Geh‘ nun, geh‘, du Frucht des Bösen,
Geh‘ die ersten Schritte selbst.
Sollst die Rätsel selber lösen,
Die du dir vor Augen hältst.

Kannst es nicht? Dir fehlt die Frage,
Die aus dir den Weg gebiert.
Was du selbst dir gibst, das trage
Dass es dich als Krone ziert.

Was aus Leiden und Fragen den Wanderer führt,
Was die Seele in Schmerzen zerreißt,
Die Herzen füllt mit erwollten Plagen –

Das öffnet die Wege, die es dir weist.
Die Wege zu selbst gelebten Tagen:
Das Neue, wie es dem Weisen gebührt.

Der Krüppel

Nur mit Mühe und Schmerzen den Steilpfad empor
Ohne Ziel kriecht zu Berg, der sich selber verlor,
Kann nicht stehen, nicht gehen, nicht leben, nicht sterben.
Doch ist er es, der einstmals den Himmel soll erben.
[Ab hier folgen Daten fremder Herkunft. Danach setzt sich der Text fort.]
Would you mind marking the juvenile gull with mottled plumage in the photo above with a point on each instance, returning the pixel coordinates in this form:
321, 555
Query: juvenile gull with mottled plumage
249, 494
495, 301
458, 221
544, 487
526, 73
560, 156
Kein Gesang, kein verständliches Wort kann die Kehle
verlassen und dringen von Seele zu Seele.
In Verwirrung und ohne ein leitendes Ziel
Durch das Leben sich quälend ist alles zu viel.

Doch ihn treibt unbesiegbare Kraft.
Was er will, kann niemals geschehen.
Er lässt es nicht los, trägt es durch in den Tod.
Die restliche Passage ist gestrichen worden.